关键词: UroLift penile implant prostatic urethral lift prosthetic reservoir radical cystectomy radical prostatectomy

Mesh : Humans Male Penile Prosthesis / adverse effects Iatrogenic Disease Penile Implantation / adverse effects Erectile Dysfunction / etiology surgery Prostatectomy / adverse effects

来  源:   DOI:10.1093/sxmrev/qeae026

Abstract:
BACKGROUND: First-line treatment options for patients with erectile dysfunction whose medical management has failed include the inflatable penile prosthesis (IPP). Many patients with an IPP require subsequent urologic surgery, during which the reservoir of the IPP can be injured.
OBJECTIVE: This review aims to present a summary of current literature related to iatrogenic injuries to the IPP sustained during urologic surgery.
METHODS: Two reviewers independently performed a systematic search on PubMed using standardized search terms to identify pertinent articles. After preliminary review, relevant studies were analyzed to identify the presence of perioperative complications resulting in IPP reservoir injury. Results were categorized by surgical procedures.
RESULTS: Among 13 articles included, all were based on urologic surgery. Four studies identified IPP reservoir injury as a result of surgical injury. Of these, injuries occurred during radical prostatectomy (n = 3) and prostatic urethral lift surgery (UroLift, n = 1). Most radical prostatectomy studies without IPP reservoir injuries also described intentional surgical techniques that were employed to prevent reservoir damage, including modulation of reservoir inflation-deflation (n = 3), temporary reservoir repositioning (n = 1), or reservoir capsule dissection to improve visualization (n = 1). Findings from an additional novel case report on IPP injury during a UroLift procedure are presented in this review.

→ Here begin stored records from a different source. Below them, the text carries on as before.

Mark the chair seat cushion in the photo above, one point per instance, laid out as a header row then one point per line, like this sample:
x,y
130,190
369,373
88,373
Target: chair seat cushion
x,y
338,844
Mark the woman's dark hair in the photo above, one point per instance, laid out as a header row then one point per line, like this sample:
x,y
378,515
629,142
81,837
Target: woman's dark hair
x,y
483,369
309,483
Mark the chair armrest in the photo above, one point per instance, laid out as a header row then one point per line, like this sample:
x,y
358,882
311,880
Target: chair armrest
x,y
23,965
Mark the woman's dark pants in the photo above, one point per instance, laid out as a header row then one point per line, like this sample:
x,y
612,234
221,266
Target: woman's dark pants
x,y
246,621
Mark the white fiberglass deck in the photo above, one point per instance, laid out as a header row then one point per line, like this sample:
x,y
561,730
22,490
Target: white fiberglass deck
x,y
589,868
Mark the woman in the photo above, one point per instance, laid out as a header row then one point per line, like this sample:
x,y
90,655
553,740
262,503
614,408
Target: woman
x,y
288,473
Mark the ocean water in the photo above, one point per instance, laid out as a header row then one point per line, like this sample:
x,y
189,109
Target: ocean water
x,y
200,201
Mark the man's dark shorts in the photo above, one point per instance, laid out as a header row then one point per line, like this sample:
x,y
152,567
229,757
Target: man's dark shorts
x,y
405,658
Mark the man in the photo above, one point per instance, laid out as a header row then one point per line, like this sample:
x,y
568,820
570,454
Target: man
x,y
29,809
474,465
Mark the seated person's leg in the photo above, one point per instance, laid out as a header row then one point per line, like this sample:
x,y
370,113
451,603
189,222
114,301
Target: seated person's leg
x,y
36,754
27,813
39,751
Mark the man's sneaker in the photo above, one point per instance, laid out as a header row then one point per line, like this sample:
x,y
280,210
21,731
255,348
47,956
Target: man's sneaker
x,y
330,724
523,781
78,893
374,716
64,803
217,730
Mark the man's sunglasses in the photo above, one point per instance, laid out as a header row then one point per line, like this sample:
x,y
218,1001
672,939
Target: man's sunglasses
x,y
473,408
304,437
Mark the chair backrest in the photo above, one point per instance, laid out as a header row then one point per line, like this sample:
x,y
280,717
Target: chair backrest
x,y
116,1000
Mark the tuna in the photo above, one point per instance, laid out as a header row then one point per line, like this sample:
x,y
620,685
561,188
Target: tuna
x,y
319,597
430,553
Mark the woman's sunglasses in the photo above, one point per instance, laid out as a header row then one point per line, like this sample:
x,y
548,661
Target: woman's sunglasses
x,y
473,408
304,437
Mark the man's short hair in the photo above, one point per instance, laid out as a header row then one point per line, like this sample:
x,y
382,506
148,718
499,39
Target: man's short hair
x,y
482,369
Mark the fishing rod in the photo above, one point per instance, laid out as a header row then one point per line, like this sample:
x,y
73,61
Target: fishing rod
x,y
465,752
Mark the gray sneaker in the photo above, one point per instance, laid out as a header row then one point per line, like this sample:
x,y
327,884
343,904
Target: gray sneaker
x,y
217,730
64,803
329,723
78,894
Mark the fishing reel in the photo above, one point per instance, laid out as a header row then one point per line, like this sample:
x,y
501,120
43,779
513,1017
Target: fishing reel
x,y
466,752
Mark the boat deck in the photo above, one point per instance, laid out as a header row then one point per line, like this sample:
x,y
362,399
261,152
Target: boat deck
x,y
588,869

CONCLUSIONS: Approximately one-third of studies identified intraoperative IPP reservoir injury as a significant complication of urologic surgery, particularly during radical prostatectomy. Novel case report findings also contribute the only other case of IPP reservoir damage sustained from delivery of UroLift implants. Findings are used to create a standardized surgical checklist that guides perioperative planning measures prior to pursuing surgery in adjacent spaces.
摘要:
背景:医疗管理失败的勃起功能障碍患者的一线治疗选择包括充气阴茎假体(IPP)。许多IPP患者需要随后的泌尿外科手术,在此期间,IPP的水库可能会受伤。

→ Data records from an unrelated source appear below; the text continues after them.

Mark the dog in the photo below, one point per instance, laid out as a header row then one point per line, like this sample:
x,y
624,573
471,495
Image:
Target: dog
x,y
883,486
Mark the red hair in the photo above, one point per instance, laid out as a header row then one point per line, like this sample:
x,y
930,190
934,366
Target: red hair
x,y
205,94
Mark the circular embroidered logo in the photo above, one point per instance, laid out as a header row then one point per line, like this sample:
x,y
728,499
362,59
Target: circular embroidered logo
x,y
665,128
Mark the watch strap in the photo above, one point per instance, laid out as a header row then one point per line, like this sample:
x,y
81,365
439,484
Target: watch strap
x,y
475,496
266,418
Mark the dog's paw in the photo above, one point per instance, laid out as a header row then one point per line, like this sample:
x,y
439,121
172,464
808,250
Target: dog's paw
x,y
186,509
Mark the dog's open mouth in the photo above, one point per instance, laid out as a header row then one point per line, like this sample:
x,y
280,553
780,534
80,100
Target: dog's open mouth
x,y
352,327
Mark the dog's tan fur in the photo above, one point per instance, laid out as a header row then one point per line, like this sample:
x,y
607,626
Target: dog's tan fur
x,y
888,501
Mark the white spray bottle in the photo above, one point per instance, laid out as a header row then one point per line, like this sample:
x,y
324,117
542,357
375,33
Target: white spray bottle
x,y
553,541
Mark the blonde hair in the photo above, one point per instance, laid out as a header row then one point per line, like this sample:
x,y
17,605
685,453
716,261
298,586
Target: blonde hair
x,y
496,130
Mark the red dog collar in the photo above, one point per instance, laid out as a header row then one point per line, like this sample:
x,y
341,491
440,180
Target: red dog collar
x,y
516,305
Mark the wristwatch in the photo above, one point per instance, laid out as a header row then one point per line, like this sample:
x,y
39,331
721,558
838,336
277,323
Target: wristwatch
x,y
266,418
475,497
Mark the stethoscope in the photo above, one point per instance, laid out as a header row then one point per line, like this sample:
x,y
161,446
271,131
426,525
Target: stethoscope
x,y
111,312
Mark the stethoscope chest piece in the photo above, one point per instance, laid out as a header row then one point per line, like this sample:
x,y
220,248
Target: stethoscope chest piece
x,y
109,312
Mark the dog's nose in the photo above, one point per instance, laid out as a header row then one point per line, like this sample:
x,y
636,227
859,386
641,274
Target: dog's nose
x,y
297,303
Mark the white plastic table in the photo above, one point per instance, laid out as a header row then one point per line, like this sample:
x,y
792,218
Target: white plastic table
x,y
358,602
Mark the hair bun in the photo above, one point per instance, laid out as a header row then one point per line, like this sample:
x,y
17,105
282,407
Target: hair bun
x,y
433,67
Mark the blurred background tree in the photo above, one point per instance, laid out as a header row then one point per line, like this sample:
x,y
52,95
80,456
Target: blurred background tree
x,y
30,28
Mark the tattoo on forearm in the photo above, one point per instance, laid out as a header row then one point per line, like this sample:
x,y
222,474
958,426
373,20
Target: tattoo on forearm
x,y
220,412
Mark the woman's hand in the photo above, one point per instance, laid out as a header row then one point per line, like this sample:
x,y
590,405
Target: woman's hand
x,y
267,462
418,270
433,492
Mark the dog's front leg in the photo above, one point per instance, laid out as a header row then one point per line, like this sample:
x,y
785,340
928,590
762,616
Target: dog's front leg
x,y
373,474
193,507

目的:这篇综述旨在总结目前与泌尿外科手术中IPP的医源性损伤相关的文献。
方法:两名审稿人使用标准化的搜索词独立地对PubMed进行了系统的搜索,以识别相关文章。经过初步审查,对相关研究进行分析,以确定是否存在导致IPP储层损伤的围手术期并发症。结果按外科手术进行分类。
结果:在包括的13篇文章中,全部基于泌尿外科手术.四项研究确定了手术损伤导致的IPP储层损伤。其中,在根治性前列腺切除术(n=3)和前列腺尿道提升术(UroLift,n=1)。大多数没有IPP水库损伤的前列腺癌根治术研究也描述了用于防止水库损伤的有意手术技术。包括水库充气-放气的调制(n=3),临时水库重新定位(n=1),或水库胶囊解剖以提高可视化(n=1)。这篇综述介绍了另一例关于UroLift手术过程中IPP损伤的新病例报告的发现。
结论:大约三分之一的研究确定术中IPP储库损伤是泌尿外科手术的重要并发症,特别是在根治性前列腺切除术期间。新的病例报告发现也是唯一因UroLift植入物的输送而导致IPP储层受损的病例。研究结果用于创建标准化的手术清单,以指导在相邻空间进行手术之前的围手术期计划措施。